Incredibly, the centenary release did not include either the Third,
"Sinfonia Expansiva," or the Fifth.  But Jensen Fifth has been issued by
Dutton Laboratories together with Nielsen's mature, but still Brahmsian
First.

The finest version of my favorite and also the most "homeland" of the
symphonies, the "Sinfonia Expansiva" has never been available except as a
mono issue on the old Columbia "Epic" label with John Frandsen and Danish
National Orchestra with some of the best program notes by Klaus George Roy.
What a recording!  It is a labor of love.  Whether any company has the
authority and will issue this priceless interpretation I do not know.  It
was the first Nielsen record I owned and is rutted beyond anything but
agonized playing.

Blomstedt's cycle with the San Francisco satisfies me.  So does the
Chung-Jarvi with the Gothenberg (Sweden) Symphony which was Nielsen's
orchestra in many ways more than the Danish ones.  Gothenberg has always
been a Nielsen hotbed.  Bernstein made an idiomatic recording of the
Expansiva with the Royal Danish coupled on CD with the Fifth and of the
Fourth with the NYP coupled with the Second, not so idiomatic.  Not meant
as a complaint.  I only wish Bernstein lost his enthusiasm for pushing
Nielsen in his final years.  There obviously was love and respect there.
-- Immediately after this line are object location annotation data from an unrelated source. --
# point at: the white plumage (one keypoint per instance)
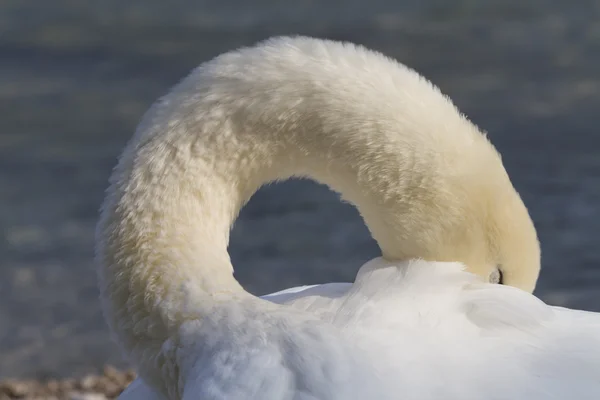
(418, 323)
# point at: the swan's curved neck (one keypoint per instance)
(202, 152)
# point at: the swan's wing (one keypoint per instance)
(138, 390)
(441, 333)
(309, 295)
(281, 354)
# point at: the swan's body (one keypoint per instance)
(429, 185)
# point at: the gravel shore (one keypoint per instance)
(90, 387)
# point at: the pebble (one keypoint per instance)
(90, 387)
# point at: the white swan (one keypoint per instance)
(433, 192)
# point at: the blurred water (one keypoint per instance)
(76, 76)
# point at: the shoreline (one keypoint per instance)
(105, 386)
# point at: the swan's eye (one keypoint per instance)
(496, 276)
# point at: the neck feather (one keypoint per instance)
(251, 117)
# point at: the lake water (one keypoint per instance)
(76, 77)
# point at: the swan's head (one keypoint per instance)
(468, 211)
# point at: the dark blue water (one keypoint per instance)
(76, 77)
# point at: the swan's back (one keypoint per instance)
(414, 330)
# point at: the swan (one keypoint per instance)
(446, 312)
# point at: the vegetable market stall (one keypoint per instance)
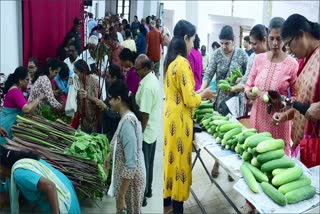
(250, 157)
(78, 155)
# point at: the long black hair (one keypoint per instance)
(275, 23)
(226, 33)
(297, 23)
(177, 45)
(52, 63)
(259, 32)
(127, 54)
(34, 60)
(20, 73)
(120, 89)
(82, 67)
(196, 42)
(9, 157)
(143, 29)
(115, 71)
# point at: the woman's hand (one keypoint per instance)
(251, 96)
(208, 94)
(121, 203)
(3, 132)
(102, 106)
(107, 163)
(313, 112)
(279, 118)
(83, 94)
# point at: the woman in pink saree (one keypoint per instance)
(273, 70)
(302, 37)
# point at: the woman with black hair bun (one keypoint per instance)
(128, 59)
(272, 70)
(14, 102)
(87, 96)
(38, 182)
(181, 100)
(126, 150)
(195, 60)
(302, 38)
(42, 83)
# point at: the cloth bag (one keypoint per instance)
(310, 151)
(111, 191)
(71, 104)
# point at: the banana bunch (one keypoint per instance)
(225, 85)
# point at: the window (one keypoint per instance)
(123, 6)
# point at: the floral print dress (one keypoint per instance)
(219, 65)
(180, 101)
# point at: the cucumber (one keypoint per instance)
(262, 134)
(278, 163)
(249, 133)
(223, 81)
(224, 86)
(269, 145)
(274, 194)
(230, 126)
(205, 105)
(218, 140)
(220, 122)
(256, 140)
(287, 176)
(249, 178)
(241, 139)
(254, 152)
(294, 185)
(257, 173)
(246, 156)
(254, 162)
(271, 155)
(277, 171)
(203, 111)
(228, 135)
(300, 194)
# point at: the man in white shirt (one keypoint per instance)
(73, 56)
(87, 56)
(91, 23)
(149, 102)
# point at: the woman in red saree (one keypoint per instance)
(302, 37)
(272, 70)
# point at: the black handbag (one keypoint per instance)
(223, 108)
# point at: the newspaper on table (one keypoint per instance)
(264, 204)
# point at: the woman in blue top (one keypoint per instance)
(141, 41)
(38, 182)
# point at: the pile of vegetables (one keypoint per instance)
(48, 113)
(78, 155)
(226, 85)
(264, 160)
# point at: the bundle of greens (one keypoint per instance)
(226, 85)
(78, 155)
(48, 113)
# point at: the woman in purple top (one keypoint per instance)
(14, 101)
(195, 60)
(128, 58)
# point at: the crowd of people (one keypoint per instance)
(118, 94)
(282, 57)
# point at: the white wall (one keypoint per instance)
(309, 9)
(255, 12)
(98, 9)
(11, 36)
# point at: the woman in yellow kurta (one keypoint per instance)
(180, 101)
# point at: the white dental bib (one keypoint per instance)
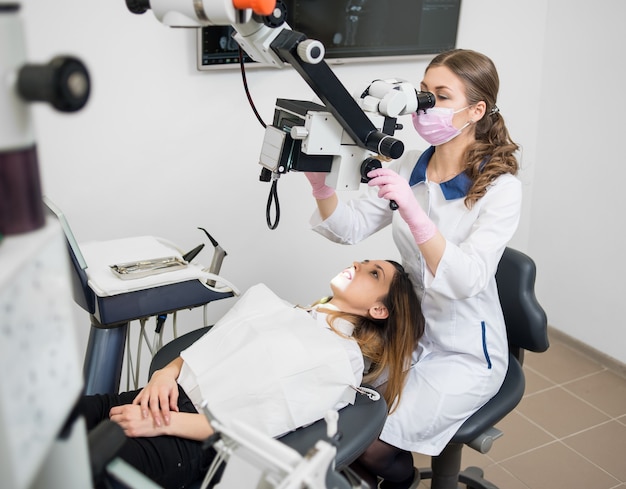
(271, 365)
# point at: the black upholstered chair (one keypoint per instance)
(526, 325)
(358, 425)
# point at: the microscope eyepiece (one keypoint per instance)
(63, 83)
(425, 100)
(138, 6)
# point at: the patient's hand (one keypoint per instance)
(160, 395)
(132, 421)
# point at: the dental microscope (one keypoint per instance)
(346, 135)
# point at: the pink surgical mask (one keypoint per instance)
(435, 125)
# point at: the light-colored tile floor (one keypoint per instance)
(568, 431)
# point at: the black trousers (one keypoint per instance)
(170, 461)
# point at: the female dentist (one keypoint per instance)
(459, 205)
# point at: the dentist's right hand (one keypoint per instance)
(317, 180)
(394, 187)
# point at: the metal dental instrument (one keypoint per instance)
(218, 257)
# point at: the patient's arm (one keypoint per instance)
(184, 425)
(160, 395)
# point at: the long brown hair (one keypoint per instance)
(492, 154)
(389, 343)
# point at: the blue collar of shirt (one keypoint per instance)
(456, 188)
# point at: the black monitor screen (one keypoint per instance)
(353, 30)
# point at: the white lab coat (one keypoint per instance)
(272, 365)
(462, 358)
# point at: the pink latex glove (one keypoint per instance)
(392, 186)
(317, 180)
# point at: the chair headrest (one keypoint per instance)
(526, 320)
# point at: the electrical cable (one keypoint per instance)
(272, 198)
(245, 86)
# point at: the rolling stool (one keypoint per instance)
(527, 329)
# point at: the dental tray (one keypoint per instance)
(145, 268)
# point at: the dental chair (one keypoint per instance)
(358, 425)
(527, 329)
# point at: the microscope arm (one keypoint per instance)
(336, 98)
(272, 41)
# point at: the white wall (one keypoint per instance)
(162, 149)
(578, 210)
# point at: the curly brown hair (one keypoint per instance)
(493, 152)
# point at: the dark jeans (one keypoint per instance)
(170, 461)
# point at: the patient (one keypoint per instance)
(284, 378)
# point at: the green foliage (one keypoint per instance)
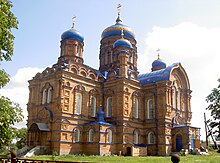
(4, 78)
(214, 106)
(10, 113)
(8, 22)
(213, 157)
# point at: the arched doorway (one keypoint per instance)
(38, 134)
(179, 144)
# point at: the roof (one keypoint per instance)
(72, 34)
(122, 43)
(115, 30)
(156, 76)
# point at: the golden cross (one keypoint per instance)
(74, 20)
(119, 9)
(122, 33)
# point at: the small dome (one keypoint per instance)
(115, 30)
(158, 64)
(72, 34)
(122, 43)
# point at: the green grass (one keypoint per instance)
(214, 157)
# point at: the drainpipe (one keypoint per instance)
(156, 117)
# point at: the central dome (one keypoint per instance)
(72, 34)
(122, 43)
(115, 30)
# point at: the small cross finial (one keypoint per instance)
(74, 20)
(158, 53)
(122, 33)
(119, 9)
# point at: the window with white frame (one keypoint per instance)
(150, 108)
(91, 135)
(174, 97)
(44, 97)
(109, 136)
(76, 135)
(109, 107)
(136, 135)
(93, 106)
(49, 95)
(178, 99)
(135, 107)
(150, 138)
(78, 106)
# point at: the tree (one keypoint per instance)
(8, 22)
(10, 112)
(214, 106)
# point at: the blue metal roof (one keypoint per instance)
(115, 30)
(155, 76)
(122, 43)
(72, 34)
(158, 63)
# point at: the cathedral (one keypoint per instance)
(76, 109)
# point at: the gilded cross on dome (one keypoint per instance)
(122, 33)
(119, 9)
(158, 53)
(74, 20)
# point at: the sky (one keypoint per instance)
(185, 31)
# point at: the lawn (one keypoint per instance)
(213, 157)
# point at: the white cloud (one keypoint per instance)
(197, 48)
(17, 88)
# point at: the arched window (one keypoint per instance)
(174, 97)
(49, 95)
(136, 135)
(109, 107)
(93, 106)
(178, 99)
(135, 107)
(76, 135)
(78, 107)
(109, 136)
(150, 111)
(44, 97)
(91, 135)
(150, 138)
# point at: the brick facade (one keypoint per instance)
(141, 116)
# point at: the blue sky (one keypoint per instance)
(186, 31)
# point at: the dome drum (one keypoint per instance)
(72, 34)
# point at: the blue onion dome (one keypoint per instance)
(122, 43)
(72, 34)
(158, 64)
(115, 30)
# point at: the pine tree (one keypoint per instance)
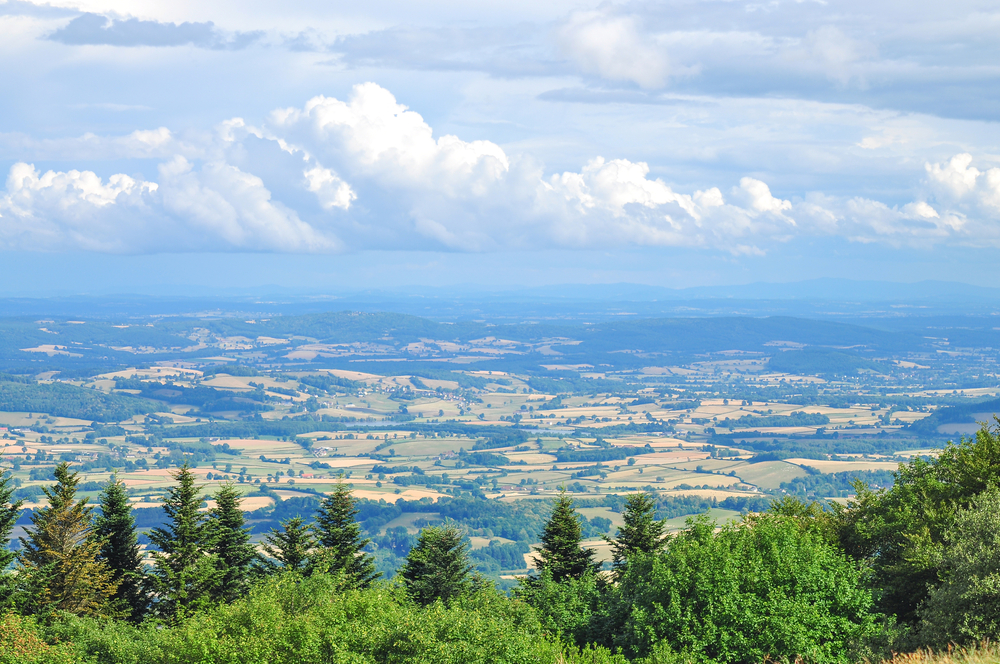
(231, 547)
(561, 553)
(59, 561)
(115, 528)
(184, 573)
(339, 535)
(437, 567)
(9, 511)
(291, 546)
(641, 532)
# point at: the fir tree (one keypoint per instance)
(291, 546)
(115, 528)
(184, 573)
(340, 537)
(59, 561)
(561, 553)
(437, 567)
(231, 547)
(641, 532)
(9, 511)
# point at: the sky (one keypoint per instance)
(189, 146)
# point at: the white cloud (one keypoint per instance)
(614, 47)
(367, 172)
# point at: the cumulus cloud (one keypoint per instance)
(97, 29)
(367, 172)
(614, 47)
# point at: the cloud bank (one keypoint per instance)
(366, 172)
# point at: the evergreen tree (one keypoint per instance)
(561, 553)
(291, 546)
(184, 573)
(641, 532)
(437, 567)
(231, 547)
(340, 536)
(9, 511)
(115, 528)
(59, 561)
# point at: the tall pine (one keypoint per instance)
(184, 573)
(561, 553)
(291, 546)
(641, 532)
(339, 535)
(59, 561)
(9, 511)
(234, 554)
(114, 527)
(437, 568)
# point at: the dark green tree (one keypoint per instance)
(291, 546)
(60, 569)
(641, 532)
(900, 532)
(437, 568)
(339, 535)
(184, 573)
(9, 511)
(561, 554)
(769, 588)
(114, 527)
(965, 607)
(234, 554)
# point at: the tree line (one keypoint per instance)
(894, 569)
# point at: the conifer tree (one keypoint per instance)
(437, 567)
(339, 535)
(59, 561)
(9, 511)
(641, 532)
(561, 553)
(291, 546)
(184, 573)
(114, 527)
(231, 547)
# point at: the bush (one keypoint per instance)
(769, 588)
(288, 619)
(20, 643)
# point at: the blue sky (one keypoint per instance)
(193, 145)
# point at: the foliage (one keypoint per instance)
(640, 534)
(289, 620)
(291, 547)
(114, 528)
(230, 545)
(59, 562)
(771, 587)
(20, 643)
(184, 574)
(965, 607)
(900, 532)
(339, 535)
(561, 554)
(437, 568)
(9, 512)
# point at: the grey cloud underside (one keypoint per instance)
(937, 60)
(96, 29)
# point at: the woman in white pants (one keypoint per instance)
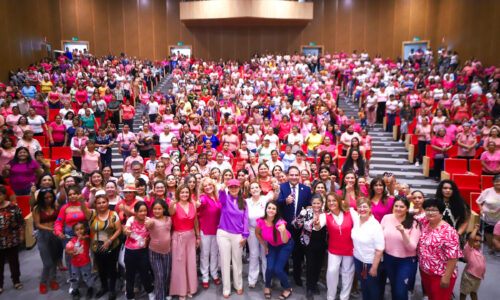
(256, 209)
(339, 223)
(209, 216)
(232, 234)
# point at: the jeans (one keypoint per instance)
(125, 154)
(390, 121)
(422, 145)
(438, 167)
(160, 263)
(11, 255)
(137, 261)
(371, 287)
(69, 235)
(84, 273)
(50, 248)
(106, 159)
(23, 192)
(343, 266)
(400, 272)
(257, 252)
(130, 123)
(276, 259)
(106, 266)
(312, 153)
(315, 254)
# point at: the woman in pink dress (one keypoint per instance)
(7, 151)
(185, 240)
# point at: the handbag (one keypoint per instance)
(98, 245)
(125, 147)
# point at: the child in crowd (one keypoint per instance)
(475, 268)
(78, 248)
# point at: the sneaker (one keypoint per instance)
(90, 293)
(101, 293)
(54, 285)
(43, 289)
(112, 296)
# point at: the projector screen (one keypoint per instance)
(180, 50)
(78, 45)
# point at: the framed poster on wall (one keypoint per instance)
(313, 50)
(415, 45)
(185, 50)
(78, 45)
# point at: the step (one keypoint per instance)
(395, 167)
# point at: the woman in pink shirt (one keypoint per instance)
(401, 233)
(440, 144)
(175, 127)
(339, 223)
(159, 247)
(128, 113)
(41, 106)
(490, 160)
(381, 202)
(81, 96)
(134, 156)
(7, 151)
(272, 234)
(185, 240)
(423, 131)
(209, 215)
(58, 136)
(91, 159)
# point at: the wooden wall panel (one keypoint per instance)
(146, 28)
(116, 26)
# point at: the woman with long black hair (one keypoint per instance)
(457, 211)
(273, 235)
(355, 163)
(401, 233)
(45, 214)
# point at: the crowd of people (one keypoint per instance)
(245, 162)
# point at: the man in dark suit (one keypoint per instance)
(293, 197)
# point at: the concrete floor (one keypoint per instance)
(31, 268)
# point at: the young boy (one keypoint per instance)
(151, 163)
(362, 117)
(475, 268)
(78, 248)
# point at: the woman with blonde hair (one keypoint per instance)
(209, 216)
(339, 223)
(185, 240)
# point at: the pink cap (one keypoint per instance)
(233, 182)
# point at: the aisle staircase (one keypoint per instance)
(117, 160)
(391, 156)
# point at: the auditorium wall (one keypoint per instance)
(146, 28)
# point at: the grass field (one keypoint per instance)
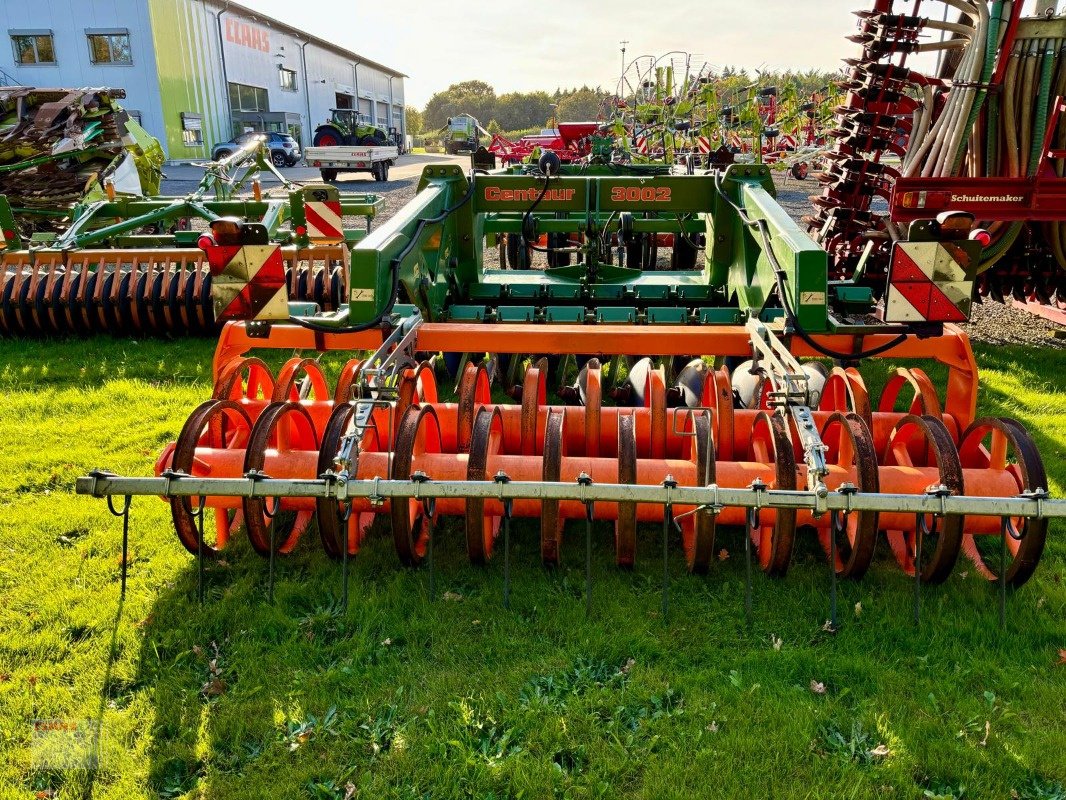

And then there is the unexpectedly great Fourth by Jean Martinon and the
Chicago Symphony issued on CD under the RCA label by BMG.  You may find
it at a source like the Berkshire Outlet, which is where I got it.

There are enough fine contemporary performances all Nielsen's music.  If
only there were more than a few sensible musical souls buying and shouting
about the music of the greatest Twentieth Century composer.

BTW, the Fall Schwann catalog has a wonderful essay on the master of
Nielsen's great and immense collection of songs, Aksel Schiotz.  Without a
blush the author ranks him the greatest tenor of the century as do all the
other tenors who heard this incredible voice, mostly on records.  Schiotz's
professional life was so short, cut short by his war service and then
falling victim to a brain tumor that destroyed his voice by paralyzing one
side of his face, leaving his interpretative faculties in tact.  So he took
to teaching, first in Canada, then in Denver and finally his native land.
His wife of 90 still keeps his memory alive.